Agriculture is the backbone of Kenya’s economy, accounting for 22 percent of gross domestic product and employing 60 percent of the rural workforce. Yet between 2019 and 2024, the sector grew at an average annual pace of just 2.7 percent, less than half of the government’s 6 percent target. Local farming suffers from structural deficits: less than 5 percent of arable land is irrigated, maize yields lag global averages, and up to 40 percent of food is lost after harvest.

To reverse these trends, officials plan to deploy the capital gradually, starting with 20 percent in the first year, 25 percent in each of the next two years, and the final 30 percent sp lit across the last two years. Irrigation and mechanization will take the largest slice of the budget, with KSh175 billion ($1.35 billion) earmarked for public-private partnerships.

Blended finance unlocks smallholder farmer credit

The money is meant to put an additional 150,000 to 200,000 hectares under irrigation, with the goal of increasing crop yields by up to 50 percent. Another KSh148 billion ($1.14 billion) will back a blended finance facility. This vehicle aims to protect commercial lenders by guaranteeing up to half of their loans, a move designed to unlock credit for 2.5 million smallholder farmers.

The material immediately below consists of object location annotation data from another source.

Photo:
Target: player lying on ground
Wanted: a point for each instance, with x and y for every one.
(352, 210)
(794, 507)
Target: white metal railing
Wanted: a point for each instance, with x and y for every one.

The strategy also attempts to curb Kenya’s dependency on food imports, specifically its edible oil bill, which costs the country between KSh99 billion ($766 million) and KSh102 billion ($788.8 million) every year. By allocating KSh120 billion ($928 million) to agro-industrialization and building processing zones across six economic corridors, the state aims to slash those imports by half and boost agricultural export values by 30 percent.

Additionally, the government will phase out its universal fertilizer subsidy. In its place, a KSh51 billion digital e-voucher system will target 1.2 million to 1.6 million vulnerable farmers, pastoralists, and fisherfolk to help them buy seeds, animal health services, and insurance.

Remaining funds are split among related priorities. Climate resilience and farm insurance will receive KSh85 billion, while KSh90 billion will fund 500 farmer enterprise clusters and a digital identification system. Food safety systems are budgeted at KSh55 billion, agricultural research and data infrastructure will get KSh45 billion, and KSh30 billion is set aside to support local county extension services.

New plan eyes boosted agricultural growth

Officials expect the total package to push annual agricultural growth to between 6 percent and 7 percent. Economists behind the plan say it carries a 1.9-to-one benefit-cost ratio, and estimate portfolio returns will fall between 12 percent and 19 percent. Government planners also expect the state’s risk-sharing tools to draw in an additional KSh500 billion ($3.86 billion) in private capital beyond the core investment target.

Even with heavy private backing, the plan faces an immediate budget gap of KSh250 billion ($1.93 billion) to KSh300 billion ($2.31 billion). Planners blame the shortfall on conservative public spending projections and unconfirmed donor pledges, noting that irrigation and climate infrastructure projects remain underfunded. To close this gap, officials say they are considering a KSh100 billion ($773.4 million) green bond, expanding state loan guarantees, and using land-for-equity partnerships.

The program will run on a three-tier governance system. A national steering committee led by the Agriculture Ministry’s principal secretary will manage the top-line strategy, while county committees handle local projects. To ensure accountability, county funding will be tied strictly to performance; any local administration that falls below 80 percent of its targets risks having its funding reallocated to other regions.